2818
Comparison of MR Spectroscopy of Probable Alzheimer’s Disease and Symptoms of Chronic Traumatic Encephalopathy
Jessica J. Chen1, Michael L. Alosco2, Huijun Liao1, Inga K. Koerte3,4, Martha E. Shenton3, Robert A. Stern5, and Alexander P. Lin1
1Center for Clinical Spectroscopy,Department of Radiology, Brigham and Women's Hospital, Harvard Medical School, Boston, MA, United States, 2Boston University School of Medicine, Department of Neurology, Boston University Alzheimer's Disease and CTE Centers, Boston, MA, United States, 3Psychiatry Neuroimaging Laboratory, Department of Psychiatry, Brigham and Women's Hospital, Harvard Medical School, Boston, MA, United States, 4Department of Child and Adolescent Psychiatry, Psychosomatic, and Psychotherapy, Ludwig-Maximilian-University, Munich, Germany, 5Neurosurgery, and Anatomy & Neurobiology, Departments of Neurology, Boston University Alzheimer’s Disease and CTE Center, Boston, MA, United States
1Center for Clinical Spectroscopy,Department of Radiology, Brigham and Women's Hospital, Harvard Medical School, Boston, MA, United States, 2Boston University School of Medicine, Department of Neurology, Boston University Alzheimer's Disease and CTE Centers, Boston, MA, United States, 3Psychiatry Neuroimaging Laboratory, Department of Psychiatry, Brigham and Women's Hospital, Harvard Medical School, Boston, MA, United States, 4Department of Child and Adolescent Psychiatry, Psychosomatic, and Psychotherapy, Ludwig-Maximilian-University, Munich, Germany, 5Neurosurgery, and Anatomy & Neurobiology, Departments of Neurology, Boston University Alzheimer’s Disease and CTE Center, Boston, MA, United States
Synopsis
Keywords: Alzheimer's Disease, Spectroscopy, traumatic brain injury, chronic traumatic encephalopathy
Chronic traumatic encephalopathy (CTE) is widely found in individuals exposed to repetitive head impacts (RHI) in organized contact sports, such as football.

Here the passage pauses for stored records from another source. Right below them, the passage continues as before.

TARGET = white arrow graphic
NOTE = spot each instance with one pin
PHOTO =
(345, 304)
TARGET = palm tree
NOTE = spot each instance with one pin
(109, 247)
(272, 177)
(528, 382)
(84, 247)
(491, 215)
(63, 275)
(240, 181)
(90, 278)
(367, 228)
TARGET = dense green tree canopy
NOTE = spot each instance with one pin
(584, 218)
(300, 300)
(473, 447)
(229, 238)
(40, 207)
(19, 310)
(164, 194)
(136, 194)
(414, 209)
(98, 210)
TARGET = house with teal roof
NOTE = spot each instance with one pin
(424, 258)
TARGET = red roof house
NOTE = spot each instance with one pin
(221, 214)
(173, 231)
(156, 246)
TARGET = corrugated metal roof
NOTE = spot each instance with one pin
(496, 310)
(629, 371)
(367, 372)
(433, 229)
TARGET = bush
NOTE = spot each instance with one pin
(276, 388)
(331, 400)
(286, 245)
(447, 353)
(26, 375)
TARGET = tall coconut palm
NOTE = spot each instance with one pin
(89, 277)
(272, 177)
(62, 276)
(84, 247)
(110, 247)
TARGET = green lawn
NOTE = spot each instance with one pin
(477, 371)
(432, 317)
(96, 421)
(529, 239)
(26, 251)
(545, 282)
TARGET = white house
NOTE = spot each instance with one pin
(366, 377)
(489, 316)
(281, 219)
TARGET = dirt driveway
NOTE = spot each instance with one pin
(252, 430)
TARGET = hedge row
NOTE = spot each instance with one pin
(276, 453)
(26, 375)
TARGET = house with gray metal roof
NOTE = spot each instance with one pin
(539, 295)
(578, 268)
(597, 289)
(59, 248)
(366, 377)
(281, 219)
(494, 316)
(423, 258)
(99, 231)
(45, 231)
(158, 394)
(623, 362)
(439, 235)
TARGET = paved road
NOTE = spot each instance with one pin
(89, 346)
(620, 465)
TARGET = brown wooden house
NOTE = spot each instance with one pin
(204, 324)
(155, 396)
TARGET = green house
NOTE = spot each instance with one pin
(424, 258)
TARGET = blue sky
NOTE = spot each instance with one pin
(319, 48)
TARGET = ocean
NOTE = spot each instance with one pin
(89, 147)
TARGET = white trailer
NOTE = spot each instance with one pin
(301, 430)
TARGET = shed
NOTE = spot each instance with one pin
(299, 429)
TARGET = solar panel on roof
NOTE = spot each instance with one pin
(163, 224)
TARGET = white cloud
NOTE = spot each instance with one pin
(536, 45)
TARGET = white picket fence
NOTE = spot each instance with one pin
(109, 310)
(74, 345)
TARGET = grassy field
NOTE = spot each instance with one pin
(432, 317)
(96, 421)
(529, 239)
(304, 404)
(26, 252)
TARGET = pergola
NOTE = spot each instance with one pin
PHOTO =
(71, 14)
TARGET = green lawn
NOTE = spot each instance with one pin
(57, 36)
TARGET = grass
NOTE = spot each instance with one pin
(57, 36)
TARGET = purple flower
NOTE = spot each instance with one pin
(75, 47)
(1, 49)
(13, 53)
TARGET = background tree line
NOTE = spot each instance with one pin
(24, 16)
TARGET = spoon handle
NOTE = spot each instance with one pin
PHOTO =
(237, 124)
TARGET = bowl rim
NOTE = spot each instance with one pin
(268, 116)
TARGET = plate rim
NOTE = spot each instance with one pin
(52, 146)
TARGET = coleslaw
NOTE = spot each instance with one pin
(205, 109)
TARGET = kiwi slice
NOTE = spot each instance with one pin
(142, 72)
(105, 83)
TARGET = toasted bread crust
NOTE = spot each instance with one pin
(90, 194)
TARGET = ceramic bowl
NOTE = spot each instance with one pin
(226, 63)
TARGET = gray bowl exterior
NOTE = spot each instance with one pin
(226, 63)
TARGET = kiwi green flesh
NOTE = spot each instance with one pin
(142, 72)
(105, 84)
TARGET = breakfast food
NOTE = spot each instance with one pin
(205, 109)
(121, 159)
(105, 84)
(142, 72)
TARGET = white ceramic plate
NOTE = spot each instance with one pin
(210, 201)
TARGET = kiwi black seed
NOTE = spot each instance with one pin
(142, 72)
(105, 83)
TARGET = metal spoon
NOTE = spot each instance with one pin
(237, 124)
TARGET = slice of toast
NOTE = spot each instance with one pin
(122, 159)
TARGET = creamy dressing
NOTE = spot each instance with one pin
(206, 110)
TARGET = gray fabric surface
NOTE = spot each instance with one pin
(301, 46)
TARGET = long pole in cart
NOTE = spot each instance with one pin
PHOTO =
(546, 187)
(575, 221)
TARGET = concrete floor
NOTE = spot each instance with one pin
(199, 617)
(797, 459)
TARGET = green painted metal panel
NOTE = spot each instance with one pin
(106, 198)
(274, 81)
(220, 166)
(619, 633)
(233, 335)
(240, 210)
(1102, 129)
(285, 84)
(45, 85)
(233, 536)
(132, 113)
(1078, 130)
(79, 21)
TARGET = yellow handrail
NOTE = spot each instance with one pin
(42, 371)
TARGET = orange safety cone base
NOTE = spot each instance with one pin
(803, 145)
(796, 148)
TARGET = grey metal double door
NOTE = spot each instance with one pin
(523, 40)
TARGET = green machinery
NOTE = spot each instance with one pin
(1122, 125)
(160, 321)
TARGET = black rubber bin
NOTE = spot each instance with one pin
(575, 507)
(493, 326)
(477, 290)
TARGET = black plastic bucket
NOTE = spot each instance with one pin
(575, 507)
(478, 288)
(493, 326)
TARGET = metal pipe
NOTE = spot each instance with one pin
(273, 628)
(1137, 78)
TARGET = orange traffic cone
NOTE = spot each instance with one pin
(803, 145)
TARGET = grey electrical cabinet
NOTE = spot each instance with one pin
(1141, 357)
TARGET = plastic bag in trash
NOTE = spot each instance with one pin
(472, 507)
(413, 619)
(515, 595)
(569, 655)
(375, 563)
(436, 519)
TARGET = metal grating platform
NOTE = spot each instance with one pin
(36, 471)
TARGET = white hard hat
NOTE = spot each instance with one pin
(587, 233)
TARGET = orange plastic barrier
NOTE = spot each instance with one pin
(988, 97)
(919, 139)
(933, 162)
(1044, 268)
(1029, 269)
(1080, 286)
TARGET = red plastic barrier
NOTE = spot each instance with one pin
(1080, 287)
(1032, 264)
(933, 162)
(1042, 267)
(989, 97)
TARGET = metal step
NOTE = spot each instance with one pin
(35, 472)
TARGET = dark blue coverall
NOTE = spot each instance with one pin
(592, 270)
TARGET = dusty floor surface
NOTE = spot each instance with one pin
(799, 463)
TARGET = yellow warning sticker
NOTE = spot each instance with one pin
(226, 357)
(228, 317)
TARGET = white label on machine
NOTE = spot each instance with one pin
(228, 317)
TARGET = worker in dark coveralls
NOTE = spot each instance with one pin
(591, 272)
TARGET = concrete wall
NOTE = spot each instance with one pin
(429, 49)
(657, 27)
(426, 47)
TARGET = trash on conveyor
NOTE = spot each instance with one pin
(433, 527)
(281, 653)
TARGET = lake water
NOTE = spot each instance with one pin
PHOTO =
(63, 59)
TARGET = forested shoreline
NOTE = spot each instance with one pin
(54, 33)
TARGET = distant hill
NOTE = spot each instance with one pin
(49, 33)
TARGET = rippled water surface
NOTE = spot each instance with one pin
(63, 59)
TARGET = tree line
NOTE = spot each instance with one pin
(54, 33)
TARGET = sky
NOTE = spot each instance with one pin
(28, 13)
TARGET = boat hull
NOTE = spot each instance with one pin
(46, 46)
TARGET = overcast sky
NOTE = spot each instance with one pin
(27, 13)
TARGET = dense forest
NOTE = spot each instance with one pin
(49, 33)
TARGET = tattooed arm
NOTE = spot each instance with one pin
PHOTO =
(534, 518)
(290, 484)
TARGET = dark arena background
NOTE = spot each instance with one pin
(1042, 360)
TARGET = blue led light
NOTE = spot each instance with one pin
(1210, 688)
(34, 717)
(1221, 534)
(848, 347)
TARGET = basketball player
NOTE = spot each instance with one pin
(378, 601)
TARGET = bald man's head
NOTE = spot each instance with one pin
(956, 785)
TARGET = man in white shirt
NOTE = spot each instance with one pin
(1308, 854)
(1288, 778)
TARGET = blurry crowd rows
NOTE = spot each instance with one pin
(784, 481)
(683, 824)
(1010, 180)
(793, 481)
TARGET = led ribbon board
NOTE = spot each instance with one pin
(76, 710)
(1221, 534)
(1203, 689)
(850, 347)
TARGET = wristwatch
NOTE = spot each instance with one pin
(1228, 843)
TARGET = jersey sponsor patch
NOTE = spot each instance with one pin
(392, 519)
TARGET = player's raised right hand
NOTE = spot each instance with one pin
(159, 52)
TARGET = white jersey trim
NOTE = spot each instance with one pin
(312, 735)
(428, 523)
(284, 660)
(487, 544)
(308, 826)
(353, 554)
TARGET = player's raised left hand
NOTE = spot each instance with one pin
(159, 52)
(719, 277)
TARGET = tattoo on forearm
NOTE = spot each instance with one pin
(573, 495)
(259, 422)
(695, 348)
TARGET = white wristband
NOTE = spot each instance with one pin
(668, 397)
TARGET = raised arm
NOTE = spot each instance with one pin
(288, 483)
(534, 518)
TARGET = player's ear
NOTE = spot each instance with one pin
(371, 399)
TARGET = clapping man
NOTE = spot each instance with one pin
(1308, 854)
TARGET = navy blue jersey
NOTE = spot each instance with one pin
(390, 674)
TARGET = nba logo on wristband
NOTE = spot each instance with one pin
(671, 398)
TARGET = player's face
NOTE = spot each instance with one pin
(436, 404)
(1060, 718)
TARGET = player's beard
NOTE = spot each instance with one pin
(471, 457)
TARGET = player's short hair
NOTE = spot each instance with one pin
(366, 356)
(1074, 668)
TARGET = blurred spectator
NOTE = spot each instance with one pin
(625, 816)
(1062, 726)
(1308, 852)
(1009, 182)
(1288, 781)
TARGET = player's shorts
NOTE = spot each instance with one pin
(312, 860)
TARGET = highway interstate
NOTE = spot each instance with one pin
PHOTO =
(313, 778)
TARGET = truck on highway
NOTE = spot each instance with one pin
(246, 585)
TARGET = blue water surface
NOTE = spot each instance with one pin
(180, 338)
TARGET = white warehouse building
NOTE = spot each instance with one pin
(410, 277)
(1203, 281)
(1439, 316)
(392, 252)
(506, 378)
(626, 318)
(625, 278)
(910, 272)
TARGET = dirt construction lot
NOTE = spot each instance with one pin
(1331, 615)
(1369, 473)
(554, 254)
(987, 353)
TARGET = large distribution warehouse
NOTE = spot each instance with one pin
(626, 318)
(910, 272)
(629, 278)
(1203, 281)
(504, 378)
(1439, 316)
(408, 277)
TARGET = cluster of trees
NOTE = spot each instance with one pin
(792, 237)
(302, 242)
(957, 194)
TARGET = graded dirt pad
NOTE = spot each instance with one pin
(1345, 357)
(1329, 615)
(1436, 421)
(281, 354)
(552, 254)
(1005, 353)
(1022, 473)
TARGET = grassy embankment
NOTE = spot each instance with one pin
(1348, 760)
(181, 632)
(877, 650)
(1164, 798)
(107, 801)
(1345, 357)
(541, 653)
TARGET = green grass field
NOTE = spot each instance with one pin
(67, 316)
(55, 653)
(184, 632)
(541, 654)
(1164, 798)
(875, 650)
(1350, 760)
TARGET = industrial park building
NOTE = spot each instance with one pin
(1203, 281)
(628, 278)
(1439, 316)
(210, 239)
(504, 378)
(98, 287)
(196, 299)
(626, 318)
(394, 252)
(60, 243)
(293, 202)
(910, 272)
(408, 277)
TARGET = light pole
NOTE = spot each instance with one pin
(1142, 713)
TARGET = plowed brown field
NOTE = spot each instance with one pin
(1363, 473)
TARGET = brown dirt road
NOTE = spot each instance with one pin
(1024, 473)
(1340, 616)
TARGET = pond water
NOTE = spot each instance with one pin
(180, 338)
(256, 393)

Previous findings have determined that there is a distinct deposition of phosphorylated tau (p-tau) in its neuropathology compared to other tauopathies, including Alzheimer’s disease. However, there is a lack of diagnostic criteria that examine later-life neurochemical changes due to long-term neurologic consequences to RHI. This study uses magnetic resonance spectroscopy (MRS) to compare neurochemical markers between participants with probable Alzheimer’s disease and symptomatic chronic traumatic encephalopathy in relation to healthy controls.Introduction
Chronic traumatic encephalopathy (CTE) is a neurodegenerative disease often found in professional contact sport athletes with history of repetitive head impacts (RHI).1-3 CTE has been compared to Alzheimer’s disease (AD) due to its neuropathological and clinical similarities.1-2 Currently, CTE can only be diagnosed accurately by post-mortem from its neuropathology.1 A distinct deposition of phosphorylated tau (p-tau) in neurons can be found with a unique progression pattern starting around small blood vessels at the depths of the cerebral sulci.1-3 However, neuroimaging and fluid biomarkers can be a potential method for in-vivo detection to differentiate from other neurological disorders.2,3 Magnetic resonance spectroscopy (MRS) allows us to detect neurochemical markers and measure concentration changes. For example, AD can be diagnosed early in the prodromal stage as there is an elevation of myo-inositol (Ins) detected before a decrease in N-acetyl-aspartate (NAA).4 Decrease in glutamate (Glu) may contribute to cognitive impairment in AD.5,6 Despite methodological difficulty in separating Glu from the glutamine (Gln) signal, an examination of Glu metabolism may provide insight into the pathophysiology of either CTE or AD.Methods
Data collection:In this study, we compared 8 AD patients recruited from the Boston University Alzheimer's Disease and CTE Center Registry (mean age: 71.8 ± 14.2) with 8 symptomatic former National Football League (NFL) and collegiate football players (mean age: 64.8 ± 7.8) and 8 healthy controls (mean age: 64.1 ± 7.1) recruited from the Diagnostics, Imaging, and Genetics Network for the Objective Study and Evaluation of Chronic Traumatic Encephalopathy. All participants are male aged 45 and above.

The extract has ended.